Having made that decision and then watched the words swarm like African ants over screen after screen I'm even starting to feel a true pleasure in the writing again.  Something major broke loose.

I'm still a bit hit and miss on my ROW80 goals:



  • Storydreaming with note-taking tools at hand. 15min Daily -- hmm. Depends on whether I can count the time spent obsession on the personal drama...
  • Read/Study Craft 15min Daily Average -Again sadly under par.  A couple days each week.  My reading has become consumed by the autism spectrum theme since my diagnosis in September.
  • 7.5 hours of sleep daily --  the last two years have taught me the importance of this for keeping my anxiety low and energy high, weight down and creativity sustainable -- Fail!  This devolved from adequate before November 4.  I slept little in the first and second week of November.  Was awake from 9am Tuesday Nov 3 until at least midnight Wednesday.  Slept about 9 hours and was awake until the wee hours of Saturday.  Got back on schedule through Monday morning and then was awake until Tuesday night.  Slept about twelve hours, waking around 9am on the 11th and then did not sleep again until 4:30 this morning Saturday, the 14th and am still awkae in the wee hours of Sunday morning as I write this.
  • Move/Breathe/Meditate 15min Daily  -- I know it is crucial to health.  Both physical and mental.  And most especially creativity.  Yet I struggle to make it happen.  It is one of my Asperger traits to hate change and that includes switching from one activity to another.  I spend way too many of my waking hours sitting in my desk chair either at the computer or the craft table.  Switching between those is a matter of scooting a foot and swiveling about 40 degrees.  Swiveling another 45, standing up and taking two steps puts me on the mini-tramp.  Yet I've not been on it since the crisis began on the 3rd.  It probably would have been as much help as the all the words generated around it.  It could have helped me think about things.
  • Personal Journaling 15min Daily  -- 2nd Biggest goal success so far this round.  Way more than minimum.
  • Read Fiction 30min Daily Average -- none since NaNo began.  this was a solid habit before my Asperger diagnosis but the autism spectrum has taken over my reading list.  There is one novel in the mix with several memoirs and a few other NF featuring info, advice, and speculation.
  • Social network activities 30min Daily (writing Joystory posts doesn't count only social reaching out like reading/commenting on other blogs, guest posts and posting to fb, twitter, pinterest etc) -- another thing I've a strong resistance to.  The autism diagnosis helps explain this but doesn't let me off the hook.  If anything it makes it more important -- Biggest success this round!  Possibly even overdone it.  Since like everything else, once I get started it is hard to stop.
  • Engage with the Blow Me a Candy Kiss structural rewrite file 30 min Daily*  --  except for November when I'll be working on the companion story from husband Greg's POV called To Embrace a Funny Bunny.  These two likely belong to the same novel but I'll be pretending they don't for the duration of NaNo. -- On hold as of the middle of the first week of November.  See above. 




  • All of this in service to the overarching goal for 2015: Regain the joy in writing that I lost sometime last year.  The Joy/joy meter hovers around 6 out of 10 this week.  Joy in the writing maybe an 8 which is a sharp increase.  Not only am I feeling more joy I'm feeling calmer and more sorted out.  Maybe that's the same thing.


  • 1 tell me a story:

    Shan Jeniah Burton 11/20/2015 4:27 PM  

    Hooray for adapting!
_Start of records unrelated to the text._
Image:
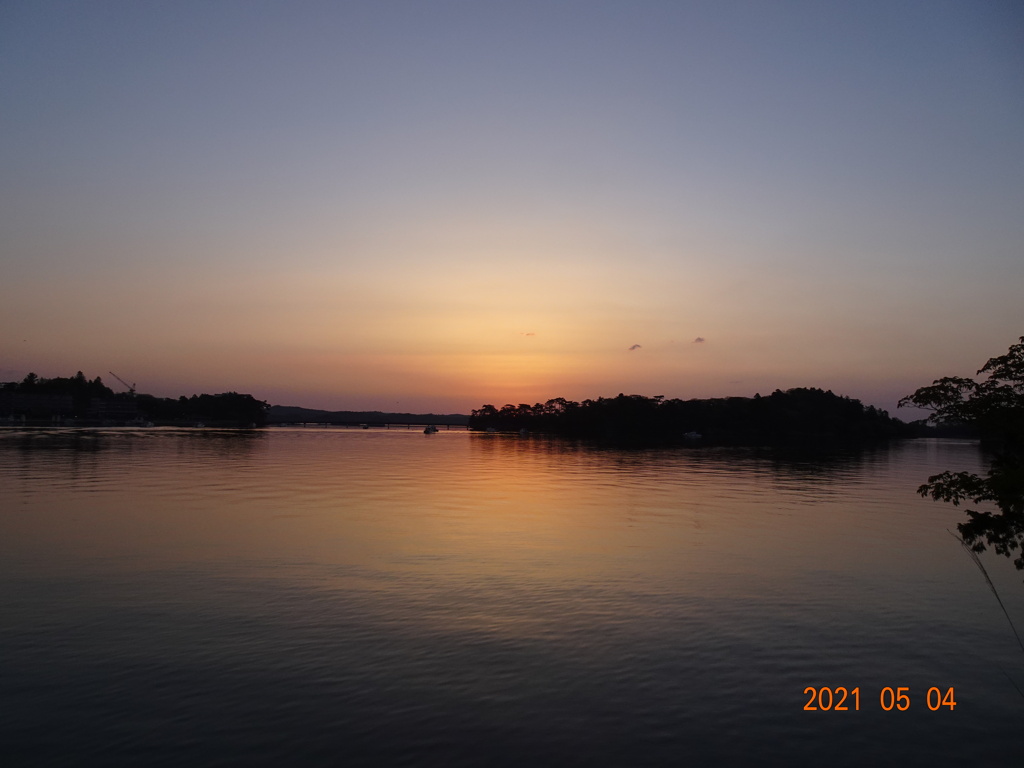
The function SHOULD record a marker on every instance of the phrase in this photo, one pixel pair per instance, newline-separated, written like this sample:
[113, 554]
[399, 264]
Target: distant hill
[799, 415]
[296, 415]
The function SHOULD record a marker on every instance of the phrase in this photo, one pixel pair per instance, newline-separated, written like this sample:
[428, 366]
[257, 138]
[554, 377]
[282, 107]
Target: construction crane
[131, 387]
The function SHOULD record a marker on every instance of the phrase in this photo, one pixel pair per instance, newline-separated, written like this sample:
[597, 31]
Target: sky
[428, 206]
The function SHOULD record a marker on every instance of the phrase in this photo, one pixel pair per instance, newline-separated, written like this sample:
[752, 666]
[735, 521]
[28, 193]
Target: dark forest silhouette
[80, 399]
[995, 408]
[796, 415]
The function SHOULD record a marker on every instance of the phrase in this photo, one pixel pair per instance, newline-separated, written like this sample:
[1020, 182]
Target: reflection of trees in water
[995, 407]
[790, 467]
[75, 444]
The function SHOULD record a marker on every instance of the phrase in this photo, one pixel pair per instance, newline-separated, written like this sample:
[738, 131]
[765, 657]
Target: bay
[384, 597]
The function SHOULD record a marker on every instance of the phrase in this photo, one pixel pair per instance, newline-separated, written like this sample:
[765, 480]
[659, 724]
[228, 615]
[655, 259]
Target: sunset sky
[428, 206]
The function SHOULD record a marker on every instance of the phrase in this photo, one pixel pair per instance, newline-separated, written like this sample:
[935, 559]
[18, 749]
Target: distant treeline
[796, 415]
[77, 397]
[296, 415]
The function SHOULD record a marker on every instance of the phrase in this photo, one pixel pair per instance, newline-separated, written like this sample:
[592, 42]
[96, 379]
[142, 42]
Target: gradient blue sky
[427, 206]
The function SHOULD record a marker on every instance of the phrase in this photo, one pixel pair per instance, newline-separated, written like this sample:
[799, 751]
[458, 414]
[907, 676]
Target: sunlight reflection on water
[314, 596]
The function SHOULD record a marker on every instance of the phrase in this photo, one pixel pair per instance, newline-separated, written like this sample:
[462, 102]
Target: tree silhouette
[995, 408]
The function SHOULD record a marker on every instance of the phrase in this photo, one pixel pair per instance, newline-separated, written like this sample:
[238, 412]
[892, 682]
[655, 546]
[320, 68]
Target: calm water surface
[387, 598]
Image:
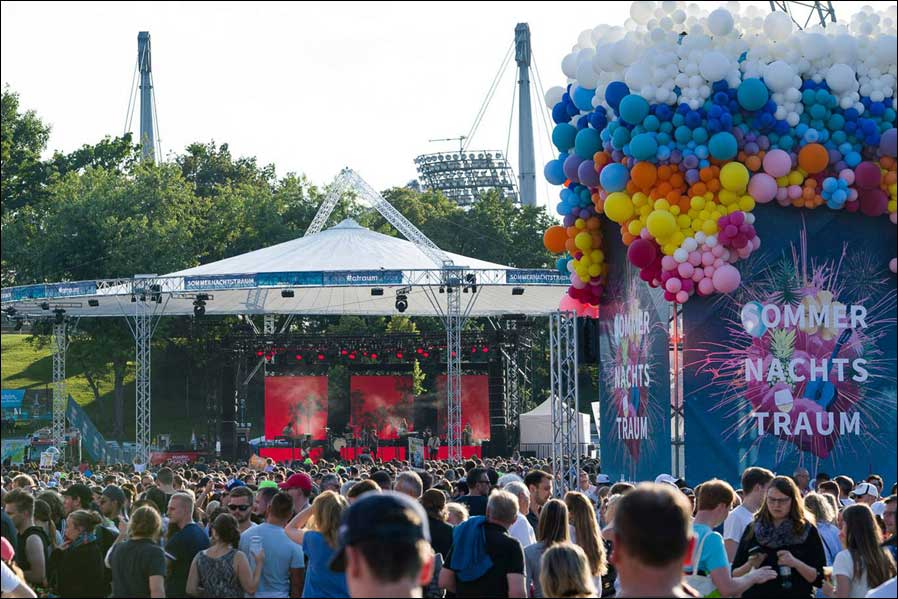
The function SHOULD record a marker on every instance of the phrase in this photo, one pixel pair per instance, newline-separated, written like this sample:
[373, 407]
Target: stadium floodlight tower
[453, 279]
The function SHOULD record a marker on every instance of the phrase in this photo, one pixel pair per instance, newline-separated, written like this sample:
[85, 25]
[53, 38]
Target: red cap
[300, 480]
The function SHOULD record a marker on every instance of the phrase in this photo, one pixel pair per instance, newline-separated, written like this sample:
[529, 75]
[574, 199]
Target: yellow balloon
[618, 207]
[661, 224]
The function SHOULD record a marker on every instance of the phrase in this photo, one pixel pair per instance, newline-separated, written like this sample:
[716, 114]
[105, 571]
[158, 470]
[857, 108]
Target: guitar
[823, 392]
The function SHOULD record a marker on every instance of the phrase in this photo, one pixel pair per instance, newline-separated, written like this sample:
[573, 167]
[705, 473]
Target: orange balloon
[813, 158]
[554, 239]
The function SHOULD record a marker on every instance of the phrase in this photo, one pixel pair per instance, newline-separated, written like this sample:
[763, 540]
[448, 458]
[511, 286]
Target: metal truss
[565, 391]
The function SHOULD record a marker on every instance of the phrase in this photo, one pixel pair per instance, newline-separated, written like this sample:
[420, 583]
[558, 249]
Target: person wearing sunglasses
[241, 507]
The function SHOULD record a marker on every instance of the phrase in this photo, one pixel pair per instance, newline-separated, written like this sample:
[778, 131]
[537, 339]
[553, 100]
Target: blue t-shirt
[320, 580]
[183, 546]
[714, 553]
[281, 554]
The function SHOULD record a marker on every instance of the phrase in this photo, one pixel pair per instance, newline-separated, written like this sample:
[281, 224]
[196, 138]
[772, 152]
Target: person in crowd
[282, 572]
[315, 529]
[863, 564]
[434, 503]
[484, 560]
[76, 567]
[554, 524]
[825, 518]
[539, 483]
[223, 570]
[240, 506]
[586, 534]
[521, 529]
[565, 572]
[409, 482]
[782, 536]
[456, 513]
[33, 545]
[136, 560]
[384, 547]
[652, 540]
[186, 539]
[708, 562]
[478, 489]
[299, 487]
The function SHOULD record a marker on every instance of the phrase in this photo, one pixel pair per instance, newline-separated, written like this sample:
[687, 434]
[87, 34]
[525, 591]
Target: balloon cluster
[678, 124]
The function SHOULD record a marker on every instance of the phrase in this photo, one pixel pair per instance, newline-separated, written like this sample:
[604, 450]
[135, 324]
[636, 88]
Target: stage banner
[295, 406]
[384, 403]
[475, 408]
[634, 372]
[416, 452]
[797, 367]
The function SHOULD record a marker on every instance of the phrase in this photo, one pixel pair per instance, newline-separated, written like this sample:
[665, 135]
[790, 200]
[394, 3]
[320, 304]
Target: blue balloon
[563, 136]
[554, 172]
[587, 143]
[615, 92]
[633, 109]
[752, 94]
[614, 177]
[643, 146]
[723, 146]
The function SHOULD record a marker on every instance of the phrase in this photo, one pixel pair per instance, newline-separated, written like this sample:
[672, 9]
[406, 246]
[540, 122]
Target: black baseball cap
[379, 516]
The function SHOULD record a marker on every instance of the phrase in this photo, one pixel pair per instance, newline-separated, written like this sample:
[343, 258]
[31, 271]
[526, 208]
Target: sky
[310, 87]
Maybe it's been harder to make that shift to meditation or movement because you made such an adjustment in the approach you're taking to your NaNo and personal drama, and that's all you can handle of transitions for now.
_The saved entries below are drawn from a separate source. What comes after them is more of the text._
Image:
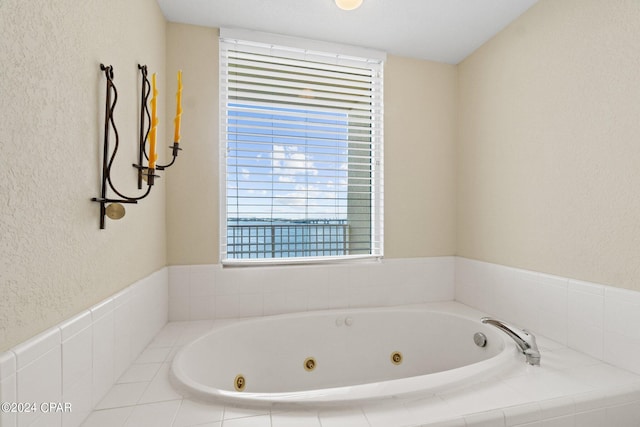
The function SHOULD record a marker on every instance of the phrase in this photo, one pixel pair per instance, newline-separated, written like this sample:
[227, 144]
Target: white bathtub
[352, 352]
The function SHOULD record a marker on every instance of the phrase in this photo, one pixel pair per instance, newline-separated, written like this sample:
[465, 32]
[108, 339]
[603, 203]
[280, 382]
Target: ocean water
[256, 238]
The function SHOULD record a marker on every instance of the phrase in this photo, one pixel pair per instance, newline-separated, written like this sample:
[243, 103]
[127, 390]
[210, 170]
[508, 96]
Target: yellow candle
[154, 124]
[176, 121]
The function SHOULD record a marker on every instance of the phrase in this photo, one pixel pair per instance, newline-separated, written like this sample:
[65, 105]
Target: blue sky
[286, 163]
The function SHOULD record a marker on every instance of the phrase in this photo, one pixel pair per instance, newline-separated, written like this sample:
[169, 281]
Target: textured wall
[54, 261]
[420, 113]
[549, 143]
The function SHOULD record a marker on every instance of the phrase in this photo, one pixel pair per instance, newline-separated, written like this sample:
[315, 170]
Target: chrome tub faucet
[524, 339]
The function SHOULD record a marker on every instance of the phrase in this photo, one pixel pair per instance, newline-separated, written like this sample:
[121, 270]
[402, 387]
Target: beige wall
[419, 137]
[420, 105]
[192, 185]
[54, 260]
[549, 145]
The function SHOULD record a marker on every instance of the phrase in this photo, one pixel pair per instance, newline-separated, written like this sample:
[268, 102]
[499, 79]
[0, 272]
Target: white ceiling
[438, 30]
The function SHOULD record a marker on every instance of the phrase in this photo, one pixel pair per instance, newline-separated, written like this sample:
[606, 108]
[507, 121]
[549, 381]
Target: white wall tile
[77, 359]
[103, 356]
[8, 393]
[35, 347]
[123, 337]
[40, 381]
[486, 419]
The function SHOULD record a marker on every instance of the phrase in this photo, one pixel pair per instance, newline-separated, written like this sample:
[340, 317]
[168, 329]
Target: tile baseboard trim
[81, 358]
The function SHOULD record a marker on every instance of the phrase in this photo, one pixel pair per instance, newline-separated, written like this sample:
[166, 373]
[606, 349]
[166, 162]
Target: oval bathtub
[338, 357]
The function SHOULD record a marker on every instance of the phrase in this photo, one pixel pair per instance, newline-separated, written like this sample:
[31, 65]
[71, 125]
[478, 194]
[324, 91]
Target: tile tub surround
[569, 389]
[79, 360]
[600, 321]
[207, 292]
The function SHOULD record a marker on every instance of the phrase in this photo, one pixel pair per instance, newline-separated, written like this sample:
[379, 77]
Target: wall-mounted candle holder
[112, 207]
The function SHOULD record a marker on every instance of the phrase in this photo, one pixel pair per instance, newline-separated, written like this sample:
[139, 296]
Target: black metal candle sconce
[112, 207]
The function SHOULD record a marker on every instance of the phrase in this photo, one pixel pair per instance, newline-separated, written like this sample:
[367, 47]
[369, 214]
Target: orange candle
[154, 124]
[176, 134]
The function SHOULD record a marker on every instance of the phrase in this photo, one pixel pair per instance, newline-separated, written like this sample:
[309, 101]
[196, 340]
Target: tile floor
[567, 382]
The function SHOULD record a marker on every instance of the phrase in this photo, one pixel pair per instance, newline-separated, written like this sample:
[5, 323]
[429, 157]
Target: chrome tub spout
[524, 339]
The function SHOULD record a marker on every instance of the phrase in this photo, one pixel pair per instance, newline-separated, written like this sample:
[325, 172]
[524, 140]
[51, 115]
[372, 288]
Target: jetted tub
[340, 357]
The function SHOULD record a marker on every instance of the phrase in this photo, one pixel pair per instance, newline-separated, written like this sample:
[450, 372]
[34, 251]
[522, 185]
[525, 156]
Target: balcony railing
[291, 239]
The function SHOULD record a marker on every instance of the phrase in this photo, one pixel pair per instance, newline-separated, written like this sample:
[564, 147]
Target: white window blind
[301, 154]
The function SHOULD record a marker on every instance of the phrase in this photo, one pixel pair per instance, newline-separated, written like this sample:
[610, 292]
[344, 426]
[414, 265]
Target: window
[301, 153]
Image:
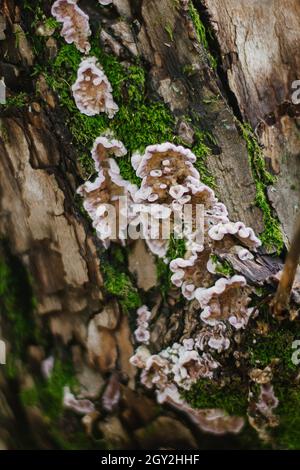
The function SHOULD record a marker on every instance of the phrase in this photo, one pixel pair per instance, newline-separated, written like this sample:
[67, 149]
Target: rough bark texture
[259, 43]
[45, 230]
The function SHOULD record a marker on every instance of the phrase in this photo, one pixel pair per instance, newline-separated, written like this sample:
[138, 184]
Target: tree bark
[43, 228]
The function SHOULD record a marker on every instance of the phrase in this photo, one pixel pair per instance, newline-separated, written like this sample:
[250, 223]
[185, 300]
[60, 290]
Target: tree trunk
[57, 281]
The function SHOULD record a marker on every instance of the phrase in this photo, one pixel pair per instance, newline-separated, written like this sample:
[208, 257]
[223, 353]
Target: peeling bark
[259, 43]
[45, 229]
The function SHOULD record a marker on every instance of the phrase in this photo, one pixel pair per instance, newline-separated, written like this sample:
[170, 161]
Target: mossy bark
[156, 56]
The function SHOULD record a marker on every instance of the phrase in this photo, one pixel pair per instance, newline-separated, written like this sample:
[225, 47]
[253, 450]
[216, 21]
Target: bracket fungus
[76, 27]
[142, 334]
[92, 91]
[80, 406]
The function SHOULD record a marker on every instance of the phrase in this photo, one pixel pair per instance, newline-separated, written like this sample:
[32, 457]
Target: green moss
[17, 304]
[233, 398]
[271, 236]
[118, 284]
[170, 31]
[287, 435]
[222, 266]
[201, 33]
[139, 122]
[18, 101]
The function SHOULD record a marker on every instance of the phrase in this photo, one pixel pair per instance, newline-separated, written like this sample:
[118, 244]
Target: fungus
[163, 169]
[76, 27]
[214, 421]
[142, 333]
[92, 91]
[140, 357]
[82, 407]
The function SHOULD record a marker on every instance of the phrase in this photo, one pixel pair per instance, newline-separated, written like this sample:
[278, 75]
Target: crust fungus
[82, 407]
[76, 27]
[215, 337]
[227, 300]
[92, 91]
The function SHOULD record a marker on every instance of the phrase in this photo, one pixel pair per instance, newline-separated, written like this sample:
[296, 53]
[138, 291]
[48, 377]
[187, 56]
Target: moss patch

    I have a nephew with Asperger's, and I suspect that a sibling and a parent also have similar neurological functioning.

    I think there's a lot of good in taking a break from your craft reading to understand the diagnosis, which might be a path to far deeper self-awareness that might feed all the areas of your life.

    I'm glad you're feeling joy in your writing, and your life again, and hope that your personal drama has eased.